Héctor soltó varias palabrotas y después, con suma sinceridad, le explicó que los esbirros son los guerreros de élite que lucharon junto a Aquiles durante la guerra de Troya. Ahora Helena lo comprendió todo. El espeluznante pelotón de soldados que apoyó a Aquiles le resultaba más que familiar, pero era la primera vez que escuchaba la palabra correctamente pronunciada. Los esbirros no eran seres humanos sino «hormigas» que Zeus transformó en hombres.

—¡El tipo asqueroso que nos atacó en la concentración de atletismo! —exclamó Helena tapándose la boca con la mano. Por fin reprendió por qué el líder del grupo, el capitán adivinó entonces, le había inquietado tanto.

Porque no era un ser humano—. Creí que las hormigas soldado eran mujeres —añadió Helena algo confundida.

—Ya, y yo creía que las hormigas eran hormigas, y los humanos, humanos —añadió Héctor con cierta ironía—. No te dejes engañar, Helena. Esa criatura no es un ser humano y, sin duda alguna, carece de sentimientos humanos. Sin mencionar el hecho de que es increíblemente fuerte y cuenta con miles de años de experiencia en guerras.

La muchacha recordó un documental de televisión donde las hormigas.

Podían caminar durante días, llevar cargas de cien veces su propio peso, y algunas de ellas eran sorprendentemente agresivas.

Echó un fugaz vistazo a ambos extremos de la calle, sumida en una inmensa oscuridad. De repente deseó que Héctor estuviera allí, junto a ella, a pesar de ser un incordio gruñón el noventa por ciento del tiempo.

Anhelaba haberle prestado más atención cuando le asestó varios puñetazos en la cara. Al menos así a estas alturas sabría defenderse.

—¿Y qué hago? —preguntó mirando a su alrededor, rastreando cada rincón oscuro.

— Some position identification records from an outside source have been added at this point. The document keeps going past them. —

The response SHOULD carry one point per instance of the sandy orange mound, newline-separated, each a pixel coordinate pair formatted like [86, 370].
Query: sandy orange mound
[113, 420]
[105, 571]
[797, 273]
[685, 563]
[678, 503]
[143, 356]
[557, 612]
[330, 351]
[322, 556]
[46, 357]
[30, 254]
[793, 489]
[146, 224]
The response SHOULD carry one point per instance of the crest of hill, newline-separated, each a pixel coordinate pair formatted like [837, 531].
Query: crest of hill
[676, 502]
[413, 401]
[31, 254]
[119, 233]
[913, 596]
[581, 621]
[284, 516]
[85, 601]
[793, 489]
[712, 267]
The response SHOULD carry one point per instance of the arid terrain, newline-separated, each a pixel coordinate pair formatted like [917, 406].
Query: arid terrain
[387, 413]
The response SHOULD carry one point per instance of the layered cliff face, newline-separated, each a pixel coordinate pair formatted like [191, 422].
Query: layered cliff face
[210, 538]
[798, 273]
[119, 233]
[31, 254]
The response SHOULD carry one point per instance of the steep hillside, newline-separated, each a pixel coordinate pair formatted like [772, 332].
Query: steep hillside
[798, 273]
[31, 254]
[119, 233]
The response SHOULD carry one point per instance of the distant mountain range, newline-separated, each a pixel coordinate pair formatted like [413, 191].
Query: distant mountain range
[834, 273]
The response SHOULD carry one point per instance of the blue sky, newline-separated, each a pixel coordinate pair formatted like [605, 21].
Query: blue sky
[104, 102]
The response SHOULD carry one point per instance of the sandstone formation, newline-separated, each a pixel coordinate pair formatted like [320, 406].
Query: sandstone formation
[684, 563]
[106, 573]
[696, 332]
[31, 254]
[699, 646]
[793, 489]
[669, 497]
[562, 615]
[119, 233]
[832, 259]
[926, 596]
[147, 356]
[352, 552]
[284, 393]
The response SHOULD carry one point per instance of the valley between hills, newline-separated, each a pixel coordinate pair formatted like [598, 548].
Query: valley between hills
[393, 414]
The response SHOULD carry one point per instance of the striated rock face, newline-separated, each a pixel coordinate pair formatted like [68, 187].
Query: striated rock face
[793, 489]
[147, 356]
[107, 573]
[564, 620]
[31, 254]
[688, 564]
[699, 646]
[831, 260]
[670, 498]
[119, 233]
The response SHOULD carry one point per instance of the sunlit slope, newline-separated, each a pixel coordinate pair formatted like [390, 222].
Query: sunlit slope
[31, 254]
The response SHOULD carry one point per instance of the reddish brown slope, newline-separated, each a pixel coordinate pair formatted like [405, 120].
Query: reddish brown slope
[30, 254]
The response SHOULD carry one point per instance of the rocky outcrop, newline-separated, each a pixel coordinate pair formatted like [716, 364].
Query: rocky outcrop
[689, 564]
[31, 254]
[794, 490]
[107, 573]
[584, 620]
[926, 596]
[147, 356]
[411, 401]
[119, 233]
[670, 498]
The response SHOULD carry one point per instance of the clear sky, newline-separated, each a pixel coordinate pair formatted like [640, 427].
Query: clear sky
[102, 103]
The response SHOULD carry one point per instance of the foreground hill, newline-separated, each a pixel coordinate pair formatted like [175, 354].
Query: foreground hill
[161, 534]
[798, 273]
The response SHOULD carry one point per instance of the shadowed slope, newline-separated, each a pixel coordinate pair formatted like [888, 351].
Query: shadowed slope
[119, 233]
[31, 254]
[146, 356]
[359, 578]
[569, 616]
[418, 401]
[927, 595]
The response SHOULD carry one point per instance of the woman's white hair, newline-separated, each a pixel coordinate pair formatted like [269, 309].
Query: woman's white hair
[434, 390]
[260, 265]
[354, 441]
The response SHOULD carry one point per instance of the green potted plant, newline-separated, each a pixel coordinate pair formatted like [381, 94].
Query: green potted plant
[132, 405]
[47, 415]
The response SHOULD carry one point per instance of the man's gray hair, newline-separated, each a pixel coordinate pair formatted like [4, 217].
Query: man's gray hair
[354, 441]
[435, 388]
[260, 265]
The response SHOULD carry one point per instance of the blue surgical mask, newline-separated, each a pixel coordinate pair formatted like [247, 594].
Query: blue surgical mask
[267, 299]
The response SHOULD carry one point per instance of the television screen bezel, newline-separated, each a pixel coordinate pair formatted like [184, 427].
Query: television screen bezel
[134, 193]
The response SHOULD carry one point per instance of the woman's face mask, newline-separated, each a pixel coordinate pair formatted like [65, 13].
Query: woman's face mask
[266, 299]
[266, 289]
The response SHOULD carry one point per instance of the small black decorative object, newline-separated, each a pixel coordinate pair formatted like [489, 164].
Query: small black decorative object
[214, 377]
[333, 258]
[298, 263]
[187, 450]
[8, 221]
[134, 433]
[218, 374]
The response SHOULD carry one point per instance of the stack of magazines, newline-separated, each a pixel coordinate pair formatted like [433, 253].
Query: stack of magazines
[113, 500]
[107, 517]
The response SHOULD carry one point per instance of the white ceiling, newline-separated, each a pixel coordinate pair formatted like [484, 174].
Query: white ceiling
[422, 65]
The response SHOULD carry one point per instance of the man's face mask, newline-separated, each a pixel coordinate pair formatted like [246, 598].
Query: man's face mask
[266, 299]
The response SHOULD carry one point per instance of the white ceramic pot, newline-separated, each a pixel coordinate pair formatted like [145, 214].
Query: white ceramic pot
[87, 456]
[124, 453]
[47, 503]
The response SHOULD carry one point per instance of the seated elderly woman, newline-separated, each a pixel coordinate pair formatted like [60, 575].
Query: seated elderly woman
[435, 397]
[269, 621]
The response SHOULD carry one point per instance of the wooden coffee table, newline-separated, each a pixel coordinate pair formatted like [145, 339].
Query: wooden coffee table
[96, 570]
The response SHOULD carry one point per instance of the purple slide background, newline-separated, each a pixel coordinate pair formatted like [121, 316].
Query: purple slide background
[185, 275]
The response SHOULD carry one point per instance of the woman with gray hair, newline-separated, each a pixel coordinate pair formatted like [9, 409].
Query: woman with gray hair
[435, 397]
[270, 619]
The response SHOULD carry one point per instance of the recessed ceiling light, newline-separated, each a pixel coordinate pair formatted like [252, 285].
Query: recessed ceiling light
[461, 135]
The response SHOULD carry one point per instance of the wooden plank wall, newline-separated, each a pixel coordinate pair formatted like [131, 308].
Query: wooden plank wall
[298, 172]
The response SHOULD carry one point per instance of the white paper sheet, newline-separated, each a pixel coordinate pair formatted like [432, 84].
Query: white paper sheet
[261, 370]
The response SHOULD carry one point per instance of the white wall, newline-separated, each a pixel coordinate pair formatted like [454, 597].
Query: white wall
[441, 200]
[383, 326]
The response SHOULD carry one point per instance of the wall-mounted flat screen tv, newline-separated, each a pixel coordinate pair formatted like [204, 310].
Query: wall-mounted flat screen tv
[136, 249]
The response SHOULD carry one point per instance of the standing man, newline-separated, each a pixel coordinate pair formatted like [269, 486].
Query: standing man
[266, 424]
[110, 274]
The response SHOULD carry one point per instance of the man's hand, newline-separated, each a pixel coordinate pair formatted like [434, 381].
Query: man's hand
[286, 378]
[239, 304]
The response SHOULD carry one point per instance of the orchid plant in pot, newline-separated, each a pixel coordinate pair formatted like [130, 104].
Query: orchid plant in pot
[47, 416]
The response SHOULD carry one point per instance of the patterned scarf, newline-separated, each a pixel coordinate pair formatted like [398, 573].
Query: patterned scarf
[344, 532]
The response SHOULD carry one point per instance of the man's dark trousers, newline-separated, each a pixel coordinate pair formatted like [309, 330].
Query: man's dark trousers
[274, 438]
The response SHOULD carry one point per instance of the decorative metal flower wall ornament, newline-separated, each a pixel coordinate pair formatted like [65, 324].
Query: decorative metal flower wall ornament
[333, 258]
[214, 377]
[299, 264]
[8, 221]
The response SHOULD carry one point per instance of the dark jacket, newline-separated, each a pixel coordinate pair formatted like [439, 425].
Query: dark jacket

—Alzo el vuelo. Esa criatura no puede volar. Helena, en el cielo estarás más a salvo. A partir de ahora, cuando estés en peligro, recuérdalo, ¿de acuerdo? —la aleccionó—. Regresa a mi casa y cuéntale a mi familia lo que te he explicado. Después quédate allí con Ariadna. Ella te mantendrá sana y salva. Lucas y Jasón buscarán el nido de la bestia en tu jardín. Con toda seguridad, mi padre y mi tío tendrán que viajar hasta Nueva York para presentar este peliagudo asunto ante los Cien Primos. Entonces Casandra será la encargada de tomar las decisiones. No debes preocuparte.